Web search and Distributed Knowledge Structures

Dear colleagues,

I would like to inform AIKR CG on the work that we have been doing at
rorur.com, a decentralized search engine.

The benefits of creating such a search engine hardly need discussion within
this group. I believe all of you understand the necessity of computational
experimentation with web scale data. Unfortunately, there is no way for the
broad research community to participate in the analysis and modeling of the
data harvested by commercial search engines, such as Google. Their code is
closed source, there are no benchmarks, there is very little information on
the algorithms they are using. The search as they provide is commerce
centered, rather than knowledge centered.


There is a project that aims to collect web data for public good - Common
Crawl. Unfortunately , there are some structural problems with it. First,
it does not collect most of the data, rather than a sample of the web.
Second, by the nature of the experiments that one may do on the web data,
they are rather expensive, and there is no way to fund high quality
research based on community needs.

We addressed these problems using new incentive structures that emerged out
of blockchain technology, see our whitepaper.

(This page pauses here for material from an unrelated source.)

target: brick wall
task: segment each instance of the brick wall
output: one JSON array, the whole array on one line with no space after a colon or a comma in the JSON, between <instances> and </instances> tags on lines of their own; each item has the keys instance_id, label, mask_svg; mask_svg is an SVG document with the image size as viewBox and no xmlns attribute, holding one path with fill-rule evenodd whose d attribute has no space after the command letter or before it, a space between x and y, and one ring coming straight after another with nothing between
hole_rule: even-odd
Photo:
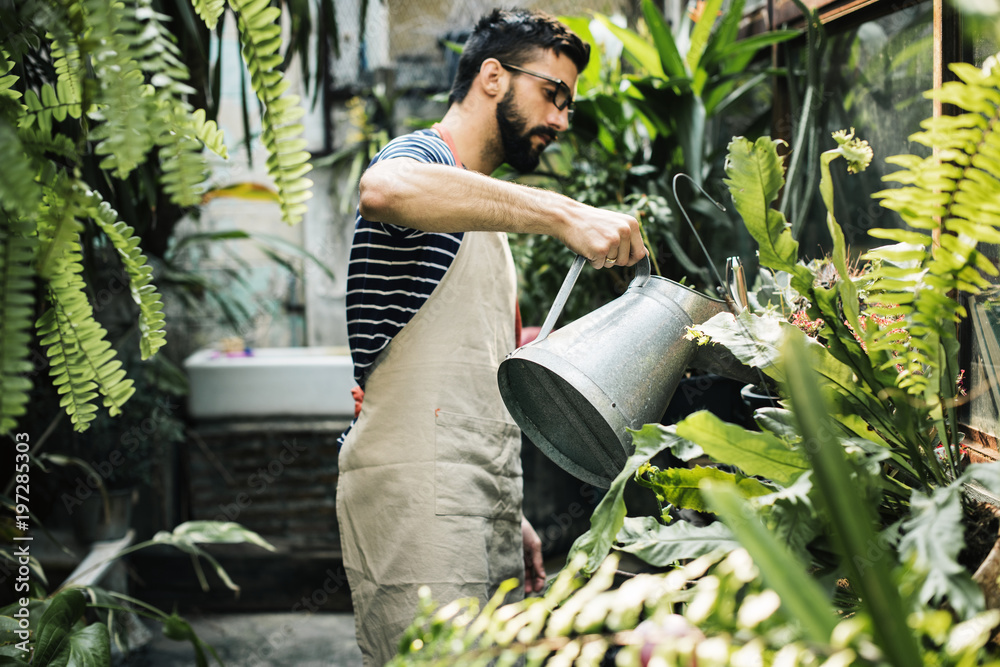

The reason for this letter is the following. We are at the stage when we
can start collecting data on the web scale. Now the computation on this
data may become available in the near future. Therefore, we would like the
community to answer the following question:

Given web data, what kind  of distributed computations would be of interest?


Let me propose some examples of data structures that we may wish to
construct in an automated way as a result of such computation.

- distributed knowledge graph. This data structure contains information on
the distribution of entities among urls, relative position in the web
graph, context analysis based on proximity , etc

- distributed ranking system. This is a system which assigns to each page a
"ranking structure" : a function that maps a query string to a real number
, which computes the relevance of the page for this query.

- distributed ASTs. As an example , consider an area of mathematics, e.g.,
homotopy theory. As a data structure, it exists in a form of multiple
semantically connected papers and ursl. Distributed AST organizes this data
structure into a set of interconnected statements , theorems and HOL
relations between them ( in the sense of temporal logic).


Please give your example here, and don't hesitate to contact me if you have
any questions. We have a rather precise definition of "distributed
computation" that stems from limitations of our system, please consult the
website.


Stan Srednyak

Received on Monday, 14 November 2022 09:26:45 UTC